Why can't you put the blinds on the door?


----------



## tramp (Sep 19, 2006)

I thought about that, but they would stick out too far, about an inch or so from the door. If some one got into the back yard, say to break in when they thought we were not home, they could still see through the side of the blinds. Granted, they could not see much, but could still see if there is any movement in the house. When we leave, I have lights on timers.


----------



## Two Knots (Nov 12, 2011)

You can make it work with the blinds.
Look at your windows, the blinds are tucked into
a recess in the window. 
Create the same condition
by running a molding strip of wood down the left side and 
right side of the door so that the ends of the blinds
meet the molding strip. 
The width of the strip of wood will
be dictated by the amount of room you have on the tight
side where the doorknob is located. It doesn't have to be 
wide -- maybe 1/2" to 3/4" ...same with the depth of the strip,
it doesn't have to be wide. Paint the strips to match the door. 
The blinds are mini blinds, right?


----------



## tramp (Sep 19, 2006)

The blinds you see in the picture are 2" basewood blinds. Blinds for the door would have to be about 85" in length to look right. With blinds I would also have to have a valance of some sort. I thought about a roman shade if I could get one in white and the correct length. That would hang very close to the door.


----------



## LawnGuyLandSparky (Nov 18, 2007)

What about a regular shade?


----------



## RRH (Nov 24, 2016)

I have used the enclosed mini blinds see if this would fit.
Go to amazon and search

ODL BWM256601 25"x 66" Enclosed Blind for Flush Framed Window Patio Door

Other option is the vinyl self stick contact paper that that looks like frosted glass.

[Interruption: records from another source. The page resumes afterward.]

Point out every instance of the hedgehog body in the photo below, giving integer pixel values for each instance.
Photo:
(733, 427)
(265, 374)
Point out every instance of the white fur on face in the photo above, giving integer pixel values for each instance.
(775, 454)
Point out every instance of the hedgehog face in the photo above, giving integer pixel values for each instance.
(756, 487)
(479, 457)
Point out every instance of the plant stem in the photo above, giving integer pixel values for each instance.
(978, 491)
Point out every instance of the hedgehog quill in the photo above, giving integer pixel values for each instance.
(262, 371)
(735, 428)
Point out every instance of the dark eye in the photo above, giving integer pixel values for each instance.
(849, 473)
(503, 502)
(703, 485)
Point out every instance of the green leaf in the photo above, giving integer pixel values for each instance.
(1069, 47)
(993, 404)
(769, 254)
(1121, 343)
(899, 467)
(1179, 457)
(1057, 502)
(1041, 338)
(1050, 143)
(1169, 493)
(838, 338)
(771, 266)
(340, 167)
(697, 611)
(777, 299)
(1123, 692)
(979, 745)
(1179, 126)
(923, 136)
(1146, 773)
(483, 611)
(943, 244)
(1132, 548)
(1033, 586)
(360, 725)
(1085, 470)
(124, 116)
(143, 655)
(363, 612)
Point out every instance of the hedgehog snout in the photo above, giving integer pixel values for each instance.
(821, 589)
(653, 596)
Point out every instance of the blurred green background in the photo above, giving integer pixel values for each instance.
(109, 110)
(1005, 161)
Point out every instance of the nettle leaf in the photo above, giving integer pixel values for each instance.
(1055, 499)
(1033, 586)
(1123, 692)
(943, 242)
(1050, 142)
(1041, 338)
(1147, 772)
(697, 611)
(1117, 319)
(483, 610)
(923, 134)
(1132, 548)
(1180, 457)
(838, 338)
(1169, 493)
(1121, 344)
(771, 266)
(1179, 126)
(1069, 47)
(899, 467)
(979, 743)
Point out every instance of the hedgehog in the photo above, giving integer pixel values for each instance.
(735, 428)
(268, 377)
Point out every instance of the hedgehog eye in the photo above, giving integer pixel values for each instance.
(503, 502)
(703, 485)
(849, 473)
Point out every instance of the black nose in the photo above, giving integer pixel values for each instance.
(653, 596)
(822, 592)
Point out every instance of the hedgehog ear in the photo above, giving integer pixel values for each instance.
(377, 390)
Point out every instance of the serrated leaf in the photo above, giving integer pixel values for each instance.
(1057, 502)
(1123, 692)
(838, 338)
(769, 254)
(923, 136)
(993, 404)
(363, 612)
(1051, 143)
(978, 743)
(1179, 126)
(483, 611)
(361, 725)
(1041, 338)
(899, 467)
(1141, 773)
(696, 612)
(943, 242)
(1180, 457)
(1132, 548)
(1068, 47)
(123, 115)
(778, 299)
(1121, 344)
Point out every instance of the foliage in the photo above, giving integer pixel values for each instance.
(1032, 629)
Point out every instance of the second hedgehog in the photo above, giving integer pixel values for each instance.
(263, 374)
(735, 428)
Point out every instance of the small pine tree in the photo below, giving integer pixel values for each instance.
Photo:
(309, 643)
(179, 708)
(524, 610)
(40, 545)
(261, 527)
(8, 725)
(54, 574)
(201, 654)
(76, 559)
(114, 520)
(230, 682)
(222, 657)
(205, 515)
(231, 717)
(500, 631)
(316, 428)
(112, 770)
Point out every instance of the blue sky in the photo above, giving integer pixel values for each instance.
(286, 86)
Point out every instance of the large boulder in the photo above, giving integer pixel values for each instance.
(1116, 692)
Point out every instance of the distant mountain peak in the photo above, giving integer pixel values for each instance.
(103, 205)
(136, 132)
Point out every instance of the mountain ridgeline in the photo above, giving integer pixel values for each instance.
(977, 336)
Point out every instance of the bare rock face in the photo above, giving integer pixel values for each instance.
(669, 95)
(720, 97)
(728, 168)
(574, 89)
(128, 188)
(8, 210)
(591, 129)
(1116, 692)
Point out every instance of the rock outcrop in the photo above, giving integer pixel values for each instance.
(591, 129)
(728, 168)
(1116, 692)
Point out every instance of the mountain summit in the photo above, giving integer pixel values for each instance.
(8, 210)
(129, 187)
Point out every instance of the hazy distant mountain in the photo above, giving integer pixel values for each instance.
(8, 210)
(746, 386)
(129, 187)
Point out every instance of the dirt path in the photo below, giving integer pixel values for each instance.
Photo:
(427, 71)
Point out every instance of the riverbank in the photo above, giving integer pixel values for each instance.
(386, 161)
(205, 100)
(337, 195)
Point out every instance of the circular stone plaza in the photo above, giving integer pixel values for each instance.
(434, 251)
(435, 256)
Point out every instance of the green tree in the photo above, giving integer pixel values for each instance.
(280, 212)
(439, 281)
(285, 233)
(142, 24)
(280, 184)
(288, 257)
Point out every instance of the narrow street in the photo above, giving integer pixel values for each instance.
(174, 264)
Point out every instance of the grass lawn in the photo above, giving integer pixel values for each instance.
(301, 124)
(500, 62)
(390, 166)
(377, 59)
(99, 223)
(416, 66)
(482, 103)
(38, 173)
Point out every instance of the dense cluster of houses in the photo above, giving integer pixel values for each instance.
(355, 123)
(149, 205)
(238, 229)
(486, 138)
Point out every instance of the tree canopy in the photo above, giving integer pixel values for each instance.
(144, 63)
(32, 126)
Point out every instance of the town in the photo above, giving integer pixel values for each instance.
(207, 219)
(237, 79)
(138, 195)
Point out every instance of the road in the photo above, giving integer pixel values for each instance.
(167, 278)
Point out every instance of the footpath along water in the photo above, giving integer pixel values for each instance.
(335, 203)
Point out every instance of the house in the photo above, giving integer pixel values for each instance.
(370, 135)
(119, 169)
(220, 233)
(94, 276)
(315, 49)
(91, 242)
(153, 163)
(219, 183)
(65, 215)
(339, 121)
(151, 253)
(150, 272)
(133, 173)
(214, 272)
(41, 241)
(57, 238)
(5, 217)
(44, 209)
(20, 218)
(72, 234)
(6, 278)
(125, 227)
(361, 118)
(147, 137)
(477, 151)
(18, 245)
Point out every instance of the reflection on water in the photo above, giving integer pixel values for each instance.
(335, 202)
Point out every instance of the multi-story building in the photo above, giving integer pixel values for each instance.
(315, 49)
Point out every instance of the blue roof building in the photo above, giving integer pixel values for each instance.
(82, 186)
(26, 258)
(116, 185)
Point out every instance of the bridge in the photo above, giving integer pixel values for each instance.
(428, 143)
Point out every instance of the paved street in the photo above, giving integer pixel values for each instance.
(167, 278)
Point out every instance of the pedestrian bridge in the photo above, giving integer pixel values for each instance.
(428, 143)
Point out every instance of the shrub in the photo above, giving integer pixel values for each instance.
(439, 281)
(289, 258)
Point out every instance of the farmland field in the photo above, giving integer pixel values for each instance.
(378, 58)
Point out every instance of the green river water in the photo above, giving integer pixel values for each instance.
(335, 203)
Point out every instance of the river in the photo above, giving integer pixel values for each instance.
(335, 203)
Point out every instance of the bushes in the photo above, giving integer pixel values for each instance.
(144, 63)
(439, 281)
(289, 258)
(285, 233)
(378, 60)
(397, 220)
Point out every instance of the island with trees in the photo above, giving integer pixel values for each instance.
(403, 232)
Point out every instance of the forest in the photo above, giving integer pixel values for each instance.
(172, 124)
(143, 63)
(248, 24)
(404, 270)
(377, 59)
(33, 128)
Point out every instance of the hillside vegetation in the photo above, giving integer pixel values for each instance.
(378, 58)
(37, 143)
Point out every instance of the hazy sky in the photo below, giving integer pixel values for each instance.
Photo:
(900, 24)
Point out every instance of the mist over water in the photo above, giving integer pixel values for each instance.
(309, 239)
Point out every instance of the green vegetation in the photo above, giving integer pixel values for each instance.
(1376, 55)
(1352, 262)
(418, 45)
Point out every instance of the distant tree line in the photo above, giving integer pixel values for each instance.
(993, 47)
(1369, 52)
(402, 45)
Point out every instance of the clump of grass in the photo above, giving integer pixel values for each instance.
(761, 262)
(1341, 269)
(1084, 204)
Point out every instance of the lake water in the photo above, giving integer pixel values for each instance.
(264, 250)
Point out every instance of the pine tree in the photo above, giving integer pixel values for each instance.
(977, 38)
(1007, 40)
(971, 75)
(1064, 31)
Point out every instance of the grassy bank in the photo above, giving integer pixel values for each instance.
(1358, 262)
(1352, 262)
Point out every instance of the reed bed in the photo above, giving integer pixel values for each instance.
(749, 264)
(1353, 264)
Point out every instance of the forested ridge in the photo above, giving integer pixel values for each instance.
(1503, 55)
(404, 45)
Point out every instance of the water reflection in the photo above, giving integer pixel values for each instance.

This sounds cheap but it really looks good and last.


----------



## tramp (Sep 19, 2006)

Thanks for the info RRH. I contacted the company a couple of weeks ago and they do not have the size I need. I thought they would have said we could mfg. one, as what they make is fairly close but no, they did not. I thought about the contact paper but the wife said no way. I even thought about putting clear caulking and smearing it to look like frosted glass - again, no way.


----------



## Mike Milam (Mar 3, 2017)

I have these on both front and back doors. I had regular 2 inch blinds and they banged around when opening and closing the doors. 

https://www.lowes.com/pd/ODL-Cordle...-Common-25-in-Actual-24-75-in-x-64-in/3386722


----------



## Mike Milam (Mar 3, 2017)

Mine.


----------



## Two Knots (Nov 12, 2011)

Mike, that is so clever and a great solution. Did you make the 
surrounding frame? What other clever ideas do you have? :smile:


----------



## Mike Milam (Mar 3, 2017)

Two Knots said:


> Mike, that is so clever and a great solution. Did you make the
> surrounding frame? What other clever ideas do you have? :smile:



Nothing special. I just looked everywhere for some kind of shades or blinds. I originally wanted to put a roll down shade. But, the length of the shade would require a roll at the top about 6 inches in diameter and that was unacceptable to me. The only downside to these is if you have lever type handles on the inside. The lever would rub on the blind frame.

The frame is part of the assembly. Go to the link and see the installation directions. The go up in about 15 minutes.

The reason for these is we have a two yorkies and they bark at everything. If kids walked down the street they went crazy (which drove me crazy).


----------



## jackchain (Apr 25, 2017)

blinds in the door is not good you can some changes


----------